TIP 75: Refer to Sub-RegExps Inside 'switch -regexp' Bodies

Login
Author:         Donal K. Fellows <[email protected]>
Author:         János Holányi <[email protected]>
Author:         Salvatore Sanfilippo <[email protected]>
State:          Final
Type:           Project
Vote:           Done
Created:        28-Nov-2001
Post-History:   
Discussions-To: http://purl.org/mini/cgi-bin/chat.cgi
Keywords:       switch,regexp,parentheses
Tcl-Version:    8.5
Tcl-Ticket:     848578

Abstract

Currently, it is necessary to match a regular expression against a string twice in order to get the sub-expressions out of the matched string. This TIP alters that so that those sub-exps can be substituted directly into the body of the script to be executed.

Rationale

Similarly to the

   regexp -- <RE> $string matchvar submatchvar ...

of Tcl and the

   interact -re <RE> {
      set matches "$interact_out(0,string) $interact_out(1,string) ..."
   }

of Tcl/Expect, it would be very helpful and would also make Tcl more consistent if the [switch] command of Tcl would support references to parenthesized REs inside the switch patterns from the bodies associated to each of the patterns. As it is, it is currently necessary to match the regular expression against the string twice to obtain this information.

Specification

The easiest way to get the information is to place it into a variable. All that remains is a way to specify which variable should receive the information. This is done by a new option to the [switch] command: -matchvar. The argument to this optiongives the name of a variable in which will be placed a Tcl list of the matches discovered by the RE engine, such that the part of the string that was matched is given by [lindex $var 0], the first parenthesis by [lindex $var 1], etc. The alternative to this is to use the name of an array, but this is more expensive.

The indices which the match occurred at can also be sometimes useful. Therefore, the new option -indexvar will also be provided which will name a variable into which a list of match indices (each a two item list of values in the same way that [regexp -indices] computes) will be placed. It will be legal for both -matchvar and -indexvar to be specified in the same [switch] command, but only if the matching mode is -regexp. (The other kinds of match modes always match against the whole string anyway.)

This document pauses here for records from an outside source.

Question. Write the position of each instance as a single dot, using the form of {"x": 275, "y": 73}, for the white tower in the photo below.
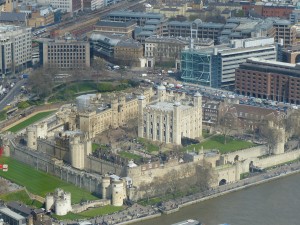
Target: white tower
{"x": 77, "y": 155}
{"x": 105, "y": 187}
{"x": 198, "y": 108}
{"x": 141, "y": 104}
{"x": 31, "y": 137}
{"x": 161, "y": 93}
{"x": 177, "y": 124}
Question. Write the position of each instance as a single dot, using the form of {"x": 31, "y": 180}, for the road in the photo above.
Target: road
{"x": 10, "y": 96}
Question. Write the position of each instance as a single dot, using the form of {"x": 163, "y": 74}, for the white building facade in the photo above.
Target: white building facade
{"x": 169, "y": 122}
{"x": 16, "y": 48}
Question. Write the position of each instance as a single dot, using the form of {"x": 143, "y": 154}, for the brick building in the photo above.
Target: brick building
{"x": 115, "y": 27}
{"x": 267, "y": 79}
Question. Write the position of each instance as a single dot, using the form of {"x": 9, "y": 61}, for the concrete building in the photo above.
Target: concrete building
{"x": 41, "y": 17}
{"x": 285, "y": 31}
{"x": 14, "y": 18}
{"x": 16, "y": 48}
{"x": 169, "y": 122}
{"x": 69, "y": 6}
{"x": 139, "y": 17}
{"x": 268, "y": 79}
{"x": 116, "y": 27}
{"x": 66, "y": 53}
{"x": 195, "y": 29}
{"x": 269, "y": 9}
{"x": 129, "y": 52}
{"x": 168, "y": 49}
{"x": 211, "y": 111}
{"x": 59, "y": 202}
{"x": 290, "y": 54}
{"x": 93, "y": 4}
{"x": 215, "y": 66}
{"x": 117, "y": 48}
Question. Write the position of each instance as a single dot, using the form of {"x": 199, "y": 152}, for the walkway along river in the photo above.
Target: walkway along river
{"x": 274, "y": 202}
{"x": 271, "y": 203}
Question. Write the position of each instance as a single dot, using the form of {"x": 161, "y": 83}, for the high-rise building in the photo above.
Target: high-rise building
{"x": 16, "y": 48}
{"x": 268, "y": 79}
{"x": 215, "y": 66}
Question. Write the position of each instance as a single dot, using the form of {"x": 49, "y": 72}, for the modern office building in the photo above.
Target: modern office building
{"x": 16, "y": 48}
{"x": 129, "y": 52}
{"x": 290, "y": 54}
{"x": 215, "y": 66}
{"x": 66, "y": 54}
{"x": 195, "y": 29}
{"x": 168, "y": 49}
{"x": 139, "y": 17}
{"x": 268, "y": 79}
{"x": 69, "y": 6}
{"x": 285, "y": 31}
{"x": 115, "y": 27}
{"x": 168, "y": 121}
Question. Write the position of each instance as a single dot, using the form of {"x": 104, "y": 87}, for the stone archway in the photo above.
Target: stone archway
{"x": 222, "y": 182}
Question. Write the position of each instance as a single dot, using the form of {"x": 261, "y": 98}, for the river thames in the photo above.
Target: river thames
{"x": 274, "y": 203}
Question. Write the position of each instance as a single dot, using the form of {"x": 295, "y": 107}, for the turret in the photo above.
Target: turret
{"x": 118, "y": 193}
{"x": 31, "y": 137}
{"x": 105, "y": 187}
{"x": 161, "y": 93}
{"x": 141, "y": 105}
{"x": 176, "y": 124}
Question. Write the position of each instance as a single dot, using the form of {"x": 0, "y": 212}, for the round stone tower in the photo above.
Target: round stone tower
{"x": 105, "y": 187}
{"x": 49, "y": 201}
{"x": 161, "y": 93}
{"x": 279, "y": 146}
{"x": 31, "y": 137}
{"x": 117, "y": 193}
{"x": 141, "y": 105}
{"x": 76, "y": 153}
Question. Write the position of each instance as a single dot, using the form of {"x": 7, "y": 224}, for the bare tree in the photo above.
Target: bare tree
{"x": 227, "y": 123}
{"x": 271, "y": 135}
{"x": 41, "y": 82}
{"x": 204, "y": 176}
{"x": 3, "y": 186}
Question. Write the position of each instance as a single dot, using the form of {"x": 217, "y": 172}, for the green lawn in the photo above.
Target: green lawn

Both variables (if specified, of course) will contain the empty list if the default branch is taken.

Example

set string "some long complicated message"
switch -matchvar foo -indexvar bar -regexp -- $string {
   {\w*(e)\w*} {
      puts "matched [lindex $foo 0] with 'e' at [lindex $bar 1 0]"
   }
   default {
      puts "no words containing a letter 'e' at all"
   }
}

Alternatives

Actually, no new syntax is needed to achieve the mentioned ability. The solution could adopt the behavior of [regsub] (description taken from regsub(n)):

If subSpec contains a `&' or `\0', then it is replaced in the substitution with the portion of string that matched exp. If subSpec contains a `\n**, where _n is a digit between 1 and 9, then it is replaced in the substitution with the portion of string that matched the n-th parenthesized subexpression of exp. Additional backslashes may be used in subSpec to prevent special interpretation of `&' or `\0' or `\n' or backslash.

This has the disadvantage of being incompatible with existing code that makes use of the -regexp option to [switch] and which may well have characters matching the above sequences inside already.

Another alternative can be to specify either -submatches, or -subindexes and use three elements for every switch case. The first is the regexp, the second the list of vars like in the [regexp] command, and the last the script to execute.

set string [getSomeComplexProtocolLine]
switch -regexp -submatches -- $string {
    {EHLO (.*)} {match heloarg} {
       puts "Helo $heloarg"
    }
    {MAIL FROM: <(.*)@(.*)>} {match user host} {
       puts "Mail from $user at $host"
    }
    {QUIT} {} {
       exit
    }
    default {} {
       puts "What a strange SMTP command!"
    }
}  

Usually submatches have quite logical names, so it is possible that to refer they by name instead of to use [lindex] can be more comfortable. Another minor advantage of this is that variable names are very near the script, so it shouldn't be hard to follow what the script is doing.

On the other side this changes a well-known fact of switch getting as input two elements for every case; the main proposal of this TIP has the advantage of leaving that feature of the [switch] command as an invariant. This makes the overall implementation of the feature easier, and also makes it easier to tell people how to use. And it allows for trivial obtaining of both the matched string and the range of the input string that matched. Of course, in that case you could just have four values for each entry, but that is getting baroque.

Reference Implementation

http://sf.net/tracker/?func=detail&aid=848578&group\_id=10894&atid=310894

Copyright

This document has been placed in the public domain.